The kids are all right: teenaged brothers Swae Lee and Slim Jimmy — under the watchful eye of hip-hop hitmaker Mike Will Made It — followed 2014 smashes ‘No Flex Zone’ and ‘No Type’ with an album of hypnotic, zeitgeist-riding anthems that turn memes into funhouse rap bangers (‘This Could Be Us’). And don’t forget the video game-meets-safe sex PSA that encapsulates what the SremmLife is all about. Don’t forget this one when spring and summer come around.


Rahel
Alkali
(Camp & Street)

“Lo Motion/Camp & Street singer Rahel accomplishes a feat that a multitude of so-called alt-r’n’b artists have been trying to do since that sub-genre name was coined […] Alkali does this not only in the billowing romantic textures of the beats, but by employing a narrative structure and shirking the über-raunch or utter scorn of R&B au courant.” Read the full review.


RJ & Choice
Rich Off Mackin
(Self-released)

Rich Off Mackin wastes no time setting the scene, kicking off with a blaxploitation sample, a DJ Mustard beat and the line ‘Poppa was a pimp and momma used to ho and strip.’ This is the mixtape for anyone looking for a better successor to YG’s My Krazy Life than DJ Mustard’s uneven 10 Summers, with the cultural touchstones of Freddie Gibbs and Madlib’s Piñata.” Read the full review.


The Brothers Slim
Dichotomy
(Awful Records)

“This is one we’ve been waiting for: the pairing of Awful Records rappers RichPoSlim and Archibald Slim.

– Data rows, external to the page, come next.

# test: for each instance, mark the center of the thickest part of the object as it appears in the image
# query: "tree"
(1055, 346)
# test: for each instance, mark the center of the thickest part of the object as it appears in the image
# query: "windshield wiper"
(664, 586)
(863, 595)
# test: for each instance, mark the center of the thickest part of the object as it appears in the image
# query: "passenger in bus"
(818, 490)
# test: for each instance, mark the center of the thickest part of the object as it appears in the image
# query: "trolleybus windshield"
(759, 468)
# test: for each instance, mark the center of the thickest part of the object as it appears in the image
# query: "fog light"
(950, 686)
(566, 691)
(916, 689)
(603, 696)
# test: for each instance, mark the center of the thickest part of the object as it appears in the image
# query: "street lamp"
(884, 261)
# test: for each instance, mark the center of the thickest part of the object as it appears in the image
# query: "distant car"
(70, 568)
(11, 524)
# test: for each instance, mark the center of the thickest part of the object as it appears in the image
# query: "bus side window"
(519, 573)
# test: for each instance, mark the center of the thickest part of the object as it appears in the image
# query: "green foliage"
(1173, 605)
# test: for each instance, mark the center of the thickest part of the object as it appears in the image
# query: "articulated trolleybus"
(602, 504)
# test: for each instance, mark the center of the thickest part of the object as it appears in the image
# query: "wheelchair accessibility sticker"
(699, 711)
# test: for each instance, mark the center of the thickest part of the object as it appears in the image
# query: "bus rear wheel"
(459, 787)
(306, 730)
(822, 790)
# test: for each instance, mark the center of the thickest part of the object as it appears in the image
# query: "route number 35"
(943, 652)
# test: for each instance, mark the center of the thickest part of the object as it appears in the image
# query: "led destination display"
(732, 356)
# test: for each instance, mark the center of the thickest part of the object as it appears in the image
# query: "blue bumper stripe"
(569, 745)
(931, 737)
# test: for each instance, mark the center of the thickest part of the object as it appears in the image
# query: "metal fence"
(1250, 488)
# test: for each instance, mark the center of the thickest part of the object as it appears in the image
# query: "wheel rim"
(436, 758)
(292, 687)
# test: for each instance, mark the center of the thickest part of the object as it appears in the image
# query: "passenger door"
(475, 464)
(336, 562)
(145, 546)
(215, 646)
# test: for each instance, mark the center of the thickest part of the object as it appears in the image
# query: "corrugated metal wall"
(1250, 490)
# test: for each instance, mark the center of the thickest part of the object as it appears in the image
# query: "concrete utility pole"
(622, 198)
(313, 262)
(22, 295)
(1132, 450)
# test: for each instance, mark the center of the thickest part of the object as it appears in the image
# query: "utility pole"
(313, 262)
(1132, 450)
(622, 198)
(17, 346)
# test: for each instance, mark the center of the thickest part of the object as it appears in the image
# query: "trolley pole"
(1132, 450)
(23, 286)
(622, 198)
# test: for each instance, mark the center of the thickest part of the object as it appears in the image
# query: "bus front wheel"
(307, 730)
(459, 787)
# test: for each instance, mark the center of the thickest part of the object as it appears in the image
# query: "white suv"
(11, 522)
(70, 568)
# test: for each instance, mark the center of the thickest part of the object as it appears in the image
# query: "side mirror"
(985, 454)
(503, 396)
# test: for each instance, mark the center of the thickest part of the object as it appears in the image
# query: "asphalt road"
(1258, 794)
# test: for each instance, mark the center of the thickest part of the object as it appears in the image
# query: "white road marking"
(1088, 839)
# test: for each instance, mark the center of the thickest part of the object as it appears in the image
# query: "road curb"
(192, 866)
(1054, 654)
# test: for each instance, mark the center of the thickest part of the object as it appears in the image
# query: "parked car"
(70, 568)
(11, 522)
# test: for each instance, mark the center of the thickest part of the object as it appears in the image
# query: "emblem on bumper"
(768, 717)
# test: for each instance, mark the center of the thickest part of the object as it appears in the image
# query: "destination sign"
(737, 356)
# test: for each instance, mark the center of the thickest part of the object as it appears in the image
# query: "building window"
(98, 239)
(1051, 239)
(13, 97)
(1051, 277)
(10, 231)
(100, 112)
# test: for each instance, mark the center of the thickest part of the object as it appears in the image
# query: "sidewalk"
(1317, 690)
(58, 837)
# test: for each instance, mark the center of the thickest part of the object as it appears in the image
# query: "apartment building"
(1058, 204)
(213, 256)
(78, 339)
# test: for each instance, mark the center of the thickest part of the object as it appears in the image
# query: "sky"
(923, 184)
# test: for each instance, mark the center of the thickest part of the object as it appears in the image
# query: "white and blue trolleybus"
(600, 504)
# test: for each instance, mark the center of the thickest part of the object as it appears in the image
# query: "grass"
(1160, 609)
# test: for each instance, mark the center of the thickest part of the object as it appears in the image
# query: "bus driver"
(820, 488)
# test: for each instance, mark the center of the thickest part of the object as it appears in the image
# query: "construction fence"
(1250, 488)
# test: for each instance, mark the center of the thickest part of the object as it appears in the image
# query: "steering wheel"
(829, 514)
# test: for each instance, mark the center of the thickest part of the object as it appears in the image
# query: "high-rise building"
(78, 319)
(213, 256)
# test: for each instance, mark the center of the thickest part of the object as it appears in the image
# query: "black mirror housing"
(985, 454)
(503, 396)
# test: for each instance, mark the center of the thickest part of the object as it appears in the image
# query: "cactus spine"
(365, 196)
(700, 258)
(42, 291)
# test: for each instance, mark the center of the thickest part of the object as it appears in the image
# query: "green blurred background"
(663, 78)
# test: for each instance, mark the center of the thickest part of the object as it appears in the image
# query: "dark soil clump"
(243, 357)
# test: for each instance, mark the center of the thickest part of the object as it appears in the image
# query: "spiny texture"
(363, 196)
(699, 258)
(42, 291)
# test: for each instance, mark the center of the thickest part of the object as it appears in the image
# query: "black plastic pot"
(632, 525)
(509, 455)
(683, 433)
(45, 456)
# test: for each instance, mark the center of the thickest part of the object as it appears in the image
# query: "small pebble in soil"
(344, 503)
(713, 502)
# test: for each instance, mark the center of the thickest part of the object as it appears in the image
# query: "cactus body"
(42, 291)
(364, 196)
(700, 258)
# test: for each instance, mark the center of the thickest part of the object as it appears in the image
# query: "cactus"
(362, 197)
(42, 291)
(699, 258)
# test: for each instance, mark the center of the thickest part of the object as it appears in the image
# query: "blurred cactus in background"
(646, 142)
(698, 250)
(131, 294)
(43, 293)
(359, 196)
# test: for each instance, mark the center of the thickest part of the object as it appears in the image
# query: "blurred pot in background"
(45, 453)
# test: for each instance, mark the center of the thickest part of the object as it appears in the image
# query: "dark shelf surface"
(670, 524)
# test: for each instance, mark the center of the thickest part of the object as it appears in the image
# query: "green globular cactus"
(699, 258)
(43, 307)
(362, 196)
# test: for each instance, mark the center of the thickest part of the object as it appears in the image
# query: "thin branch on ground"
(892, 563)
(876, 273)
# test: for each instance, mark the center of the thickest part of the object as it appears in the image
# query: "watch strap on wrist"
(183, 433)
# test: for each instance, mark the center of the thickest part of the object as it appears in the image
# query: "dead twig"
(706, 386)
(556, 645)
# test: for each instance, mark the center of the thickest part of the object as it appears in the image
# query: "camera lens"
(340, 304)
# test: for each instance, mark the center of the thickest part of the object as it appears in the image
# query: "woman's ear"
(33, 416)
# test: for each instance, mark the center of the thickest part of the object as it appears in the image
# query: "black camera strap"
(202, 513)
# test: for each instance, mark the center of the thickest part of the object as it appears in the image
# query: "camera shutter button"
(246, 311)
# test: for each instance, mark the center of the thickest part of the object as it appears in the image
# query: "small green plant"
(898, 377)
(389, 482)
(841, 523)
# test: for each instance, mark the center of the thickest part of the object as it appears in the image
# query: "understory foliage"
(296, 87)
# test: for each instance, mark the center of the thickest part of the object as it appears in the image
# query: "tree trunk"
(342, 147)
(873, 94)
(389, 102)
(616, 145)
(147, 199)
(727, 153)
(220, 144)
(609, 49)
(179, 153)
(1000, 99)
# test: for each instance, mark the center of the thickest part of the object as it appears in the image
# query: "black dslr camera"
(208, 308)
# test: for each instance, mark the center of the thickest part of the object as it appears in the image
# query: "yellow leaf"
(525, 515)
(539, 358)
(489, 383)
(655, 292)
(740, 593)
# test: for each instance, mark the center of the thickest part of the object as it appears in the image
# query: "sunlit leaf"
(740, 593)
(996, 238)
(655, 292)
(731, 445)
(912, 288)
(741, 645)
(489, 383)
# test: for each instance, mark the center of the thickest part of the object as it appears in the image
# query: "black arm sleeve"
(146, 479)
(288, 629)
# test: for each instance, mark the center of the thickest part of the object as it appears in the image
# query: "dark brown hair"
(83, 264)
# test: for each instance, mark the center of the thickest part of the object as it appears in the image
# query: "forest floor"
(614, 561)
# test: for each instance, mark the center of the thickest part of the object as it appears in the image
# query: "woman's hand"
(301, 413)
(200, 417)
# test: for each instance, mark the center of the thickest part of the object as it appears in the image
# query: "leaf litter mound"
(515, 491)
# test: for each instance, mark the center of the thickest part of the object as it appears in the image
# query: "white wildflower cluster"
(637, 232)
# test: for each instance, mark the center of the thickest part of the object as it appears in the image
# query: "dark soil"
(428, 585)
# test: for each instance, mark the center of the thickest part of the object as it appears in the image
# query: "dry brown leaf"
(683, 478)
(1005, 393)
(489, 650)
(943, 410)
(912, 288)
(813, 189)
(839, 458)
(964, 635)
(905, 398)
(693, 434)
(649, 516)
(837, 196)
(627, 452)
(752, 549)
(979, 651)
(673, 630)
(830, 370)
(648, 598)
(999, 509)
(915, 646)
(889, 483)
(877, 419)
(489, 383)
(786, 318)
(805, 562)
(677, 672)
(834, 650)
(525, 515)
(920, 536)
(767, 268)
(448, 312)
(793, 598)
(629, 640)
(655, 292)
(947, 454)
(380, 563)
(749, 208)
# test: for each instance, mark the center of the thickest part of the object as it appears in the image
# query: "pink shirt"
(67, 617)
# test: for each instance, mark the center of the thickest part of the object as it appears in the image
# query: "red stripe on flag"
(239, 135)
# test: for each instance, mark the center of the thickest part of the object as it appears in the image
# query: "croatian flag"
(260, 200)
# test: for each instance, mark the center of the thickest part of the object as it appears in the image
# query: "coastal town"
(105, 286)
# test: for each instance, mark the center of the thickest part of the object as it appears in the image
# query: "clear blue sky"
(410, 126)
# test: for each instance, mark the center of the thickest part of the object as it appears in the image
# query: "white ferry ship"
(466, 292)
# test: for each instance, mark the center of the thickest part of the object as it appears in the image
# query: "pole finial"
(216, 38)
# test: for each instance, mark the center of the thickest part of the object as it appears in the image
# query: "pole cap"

Not just because ‘The Brothers Slim’ is a clever tag-team name, but because we knew their styles — Po’s big-mouthed brashness and Archibald’s half-lidded, deliberate attack — would be perfectly complementary […] Dichotomy doesn’t disappoint on any of those counts, and rather than showing ‘two sides of every story,’ the pair are on the same page throughout.” Read the full review.


Zenker Brothers
Immersion
(Ilian Tape)

Although they are both accomplished producers in their own right, brothers Marco and Dario Zenker form an extremely potent partnership. The Munich duo first teamed up in 2011 for an EP on their own Ilian Tape imprint before dropping a pair of mighty EPs for Tresor in 2013 and 2014, and their combined powers are fully realised on their impressive debut full-length. Sparse and beatless numbers like ‘Erbquake’ and atmospheric opener ‘Minto’ provide a rare chance to surface for air between the hazy throb of ‘TSV WB’ and ‘Innef Runs’. Their rhythmic sensibilities are showcased throughout, coming to the fore on peak-time bomb ‘High Club’ and the broken rhythms of ‘Ebbman’. An enchanting ride from start to finish, Immersion truly lives up to its title.